By Philip O'Connor
STOCKHOLM (Reuters) - Arsenal playmaker Martin Odegaard is ready to lead Norway's youthful soccer revolution and bid for qualification for the finals of a major tournament again after being named captain, despite being one of the youngest players in new manager Stale Solbakken's squad.
Odegaard was 1-1/2 years old the last time the Norwegians made it to a major finals, where they were knocked out at the group stage of Euro 2000 in Netherlands and Belgium.

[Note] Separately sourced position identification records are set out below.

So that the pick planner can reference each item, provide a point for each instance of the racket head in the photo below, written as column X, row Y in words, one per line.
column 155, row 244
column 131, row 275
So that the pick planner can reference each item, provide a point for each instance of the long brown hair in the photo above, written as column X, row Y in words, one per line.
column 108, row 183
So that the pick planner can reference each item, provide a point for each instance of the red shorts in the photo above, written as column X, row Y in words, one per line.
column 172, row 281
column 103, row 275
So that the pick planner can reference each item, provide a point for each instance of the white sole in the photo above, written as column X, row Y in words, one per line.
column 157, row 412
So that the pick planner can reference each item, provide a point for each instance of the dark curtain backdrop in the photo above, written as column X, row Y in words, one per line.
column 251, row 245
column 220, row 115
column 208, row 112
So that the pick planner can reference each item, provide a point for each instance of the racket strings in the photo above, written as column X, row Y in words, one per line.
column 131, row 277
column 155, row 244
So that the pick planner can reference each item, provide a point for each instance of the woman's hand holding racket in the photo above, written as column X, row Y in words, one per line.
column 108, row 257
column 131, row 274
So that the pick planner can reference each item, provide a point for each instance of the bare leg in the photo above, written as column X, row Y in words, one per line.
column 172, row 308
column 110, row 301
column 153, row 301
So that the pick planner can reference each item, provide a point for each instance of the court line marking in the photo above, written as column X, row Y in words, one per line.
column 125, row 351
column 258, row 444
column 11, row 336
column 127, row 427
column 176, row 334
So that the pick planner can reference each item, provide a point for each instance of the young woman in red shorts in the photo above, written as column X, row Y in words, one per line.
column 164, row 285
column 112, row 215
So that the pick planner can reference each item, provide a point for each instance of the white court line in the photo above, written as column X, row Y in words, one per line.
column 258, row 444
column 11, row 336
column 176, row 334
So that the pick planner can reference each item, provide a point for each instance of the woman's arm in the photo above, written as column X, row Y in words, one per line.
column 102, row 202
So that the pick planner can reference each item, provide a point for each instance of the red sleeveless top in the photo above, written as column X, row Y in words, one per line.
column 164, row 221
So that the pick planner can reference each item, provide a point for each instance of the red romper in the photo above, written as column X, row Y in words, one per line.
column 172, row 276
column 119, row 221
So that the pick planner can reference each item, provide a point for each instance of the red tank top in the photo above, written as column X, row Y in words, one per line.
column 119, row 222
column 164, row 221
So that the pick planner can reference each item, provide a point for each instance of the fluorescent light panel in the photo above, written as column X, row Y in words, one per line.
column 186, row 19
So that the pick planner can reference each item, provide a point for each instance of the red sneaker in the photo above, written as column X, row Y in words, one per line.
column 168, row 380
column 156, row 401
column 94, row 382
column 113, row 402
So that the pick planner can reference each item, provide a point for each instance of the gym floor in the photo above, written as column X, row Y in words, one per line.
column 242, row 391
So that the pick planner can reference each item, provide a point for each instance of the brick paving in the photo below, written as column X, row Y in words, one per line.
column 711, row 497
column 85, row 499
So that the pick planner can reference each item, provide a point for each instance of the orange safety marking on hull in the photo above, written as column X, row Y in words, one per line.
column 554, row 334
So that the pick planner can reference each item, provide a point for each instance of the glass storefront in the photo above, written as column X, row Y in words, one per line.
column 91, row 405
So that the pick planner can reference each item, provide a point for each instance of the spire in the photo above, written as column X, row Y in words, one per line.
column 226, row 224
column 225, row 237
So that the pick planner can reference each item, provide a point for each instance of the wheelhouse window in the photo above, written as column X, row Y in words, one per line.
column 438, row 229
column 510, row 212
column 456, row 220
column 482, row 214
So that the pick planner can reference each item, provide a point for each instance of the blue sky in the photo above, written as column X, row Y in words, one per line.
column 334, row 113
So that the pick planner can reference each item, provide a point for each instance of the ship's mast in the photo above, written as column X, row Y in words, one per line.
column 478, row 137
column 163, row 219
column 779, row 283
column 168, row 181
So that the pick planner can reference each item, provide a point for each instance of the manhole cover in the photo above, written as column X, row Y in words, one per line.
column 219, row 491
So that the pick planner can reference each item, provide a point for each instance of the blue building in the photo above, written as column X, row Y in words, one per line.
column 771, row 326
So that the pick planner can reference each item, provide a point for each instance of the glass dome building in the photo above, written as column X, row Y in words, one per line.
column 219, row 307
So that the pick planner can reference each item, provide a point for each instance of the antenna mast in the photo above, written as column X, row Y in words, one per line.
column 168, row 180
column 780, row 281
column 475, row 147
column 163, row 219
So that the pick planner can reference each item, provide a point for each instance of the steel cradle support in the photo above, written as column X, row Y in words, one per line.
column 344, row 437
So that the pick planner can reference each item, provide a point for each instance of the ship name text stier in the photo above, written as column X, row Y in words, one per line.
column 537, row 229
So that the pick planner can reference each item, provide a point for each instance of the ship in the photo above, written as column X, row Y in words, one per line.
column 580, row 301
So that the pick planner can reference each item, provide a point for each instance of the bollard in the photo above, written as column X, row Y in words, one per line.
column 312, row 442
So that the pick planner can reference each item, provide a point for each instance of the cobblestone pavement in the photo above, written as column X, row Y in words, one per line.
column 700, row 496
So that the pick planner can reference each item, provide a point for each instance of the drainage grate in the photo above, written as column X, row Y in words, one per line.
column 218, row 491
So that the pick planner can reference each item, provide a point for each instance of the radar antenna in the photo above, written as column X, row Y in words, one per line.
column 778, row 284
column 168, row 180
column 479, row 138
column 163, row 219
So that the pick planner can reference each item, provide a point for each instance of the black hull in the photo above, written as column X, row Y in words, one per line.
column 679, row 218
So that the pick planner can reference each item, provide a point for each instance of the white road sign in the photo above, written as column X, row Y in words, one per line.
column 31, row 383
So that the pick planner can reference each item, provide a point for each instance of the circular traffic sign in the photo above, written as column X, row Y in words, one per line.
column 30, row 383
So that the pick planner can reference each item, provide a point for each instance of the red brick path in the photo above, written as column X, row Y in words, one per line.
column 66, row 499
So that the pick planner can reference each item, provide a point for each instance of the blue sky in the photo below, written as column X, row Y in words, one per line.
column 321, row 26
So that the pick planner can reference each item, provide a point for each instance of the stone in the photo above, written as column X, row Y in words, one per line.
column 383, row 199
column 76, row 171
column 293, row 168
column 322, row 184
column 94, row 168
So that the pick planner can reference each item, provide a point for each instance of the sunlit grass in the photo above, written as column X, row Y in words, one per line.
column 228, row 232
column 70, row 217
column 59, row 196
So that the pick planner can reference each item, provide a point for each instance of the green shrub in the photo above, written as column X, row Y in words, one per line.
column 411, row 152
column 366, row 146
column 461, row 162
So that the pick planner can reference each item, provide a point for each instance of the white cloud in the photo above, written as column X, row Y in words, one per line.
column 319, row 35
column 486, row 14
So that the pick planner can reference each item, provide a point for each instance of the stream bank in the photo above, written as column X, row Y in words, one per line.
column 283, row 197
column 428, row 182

But with striker Erling Braut Haaland tearing it up in European club football for Borussia Dortmund, that long drought may be about to end.
"We have Erling and many others, so it's about making the most of the strengths that we have," Odegaard said as he took time out from preparing for Sunday's North London derby between Arsenal and Tottenham Hotspur to speak to reporters in an online media conference.
The 20-year-old Haaland has scored 10 goals in this season's Champions League, four more than French World Cup winner Kylian Mbappe.
"Obviously when we have someone like Erling we have to get as much as we can out of him, but there's 10 other men on the pitch who are going to play. In my opinion we have a very good team with a good mix, with those who are more established and some who are younger and who have played together.
"It's about continuing to build on what we have done in recent years," he said.
The Norwegians missed out on qualifying for the Euro finals that will take place in June and July, and there are those in Norway who think the country should boycott the World Cup in Qatar over human rights concerns, if Odegaard and his team qualify.
"It's fantastic to have so many in Norway who care about such an important and difficult thing ... I think the best thing now is to discuss how we best can affect change. Whether there's a boycott or not, I think it's important to focus on how we can make changes," Odegaard said.
The 22-year-old said he didn't expect the extra responsibility of the captaincy to affect his own ability to perform.
"For my part it's something that spurs me on and is exciting. I've been used to handling the media for a long time," he said.